Innecesaria crueldad de Sanidad

03/07/2019

Gaumet Florido

Ya lo hice una vez cuando clamé, a los cuatro vientos y con una herida todavía muy abierta, que la gente exigiera sus derechos en Urgencias y ahora, cinco años después, me reafirmo tras conocer el caso de una chica teldense de 30 años que salió de un centro de salud con el diagnóstico de una faringitis viral y bastó el trayecto al hospital para que fuera ingresada en el Insular por una supuesta neumonía que derivó en un shock séptico y acabó con su vida en solo cinco días.

Entonces usé la expresión morder, en evidente sentido figurado, aunque hubo quien lo interpretó, malintencionadamente, como un intento de incitar a la violencia. Nada más lejos de la realidad. Y por supuesto, nada más lejos de mi intención. Póngale el verbo que le plazca. El diccionario es muy rico. Cuando vaya a las Urgencias de cualquier centro sanitario público de Canarias exija, reclame, clame, pida, reivindique, exhorte, inste, requiera, implore, solicite, interpele... Elija usted el término, pero eso sí, porque le puede ir la vida en ello, no se calle nunca.

La misma Sanidad que no supo salvarla, ahora, ya muerta, alega que la protege. Cruel

Esa joven intuía que algo iba mal. Que le dolía demasiado. Que se sentía muy débil. Pero confió en quienes la atendieron en Urgencias de Atención Primaria. Puso su salud, y su vida, en manos de quienes la despacharon como a uno más, como a tantos que podían mandar a casa con un simple tómese un termalgin. Vaya por delante que no dudo de la profesionalidad de la inmensa mayoría del colectivo médico, pero el problema es que su responsabilidad es muy alta, muy, muy alta, y cuando se equivocan, se equivocan con la vida de seres humanos. Quién sabe si aquella joven habría estado hoy viva si alguno de los que la vio en el centro de salud le hubiera dedicado 10 minutos más. O si quiso comprobar su diagnóstico con alguna prueba que fuera más allá de su, no digo que no, científica intuición. Lo cierto es que aquella chica hoy ya no lo puede contar. Cuando entró en Urgencias del Insular llamó a su pareja y padre de su niño para transmitirle, sorprendida, que después de tantas idas y venidas resulta que tenía neumonía. La mandaron a la UCI, la sedaron y ya no dijo nada más. No pudo decir nada más. Su vida se apagó, pero no su eco.

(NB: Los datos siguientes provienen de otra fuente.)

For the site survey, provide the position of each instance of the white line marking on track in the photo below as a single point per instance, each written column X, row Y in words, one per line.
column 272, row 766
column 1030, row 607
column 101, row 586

Su madre, Lucía, ha decidido heredar la lucha que, está segura, su hija habría emprendido. Quiere saber la verdad. Pero se ha topado con un muro, un muro cruel, el de la Sanidad burocrática, esa que se agarra a un clavo ardiendo para decirle a su madre, con todo el cinismo, que le niegan la información que ella pide precisamente para garantizar la protección de su hija. Tal cual. Le hablan del derecho a la intimidad de su hija. A su madre. Sin ponerse coloraos. La misma Sanidad que no supo salvarla, ahora, ya muerta, alega que la protege. Cruel.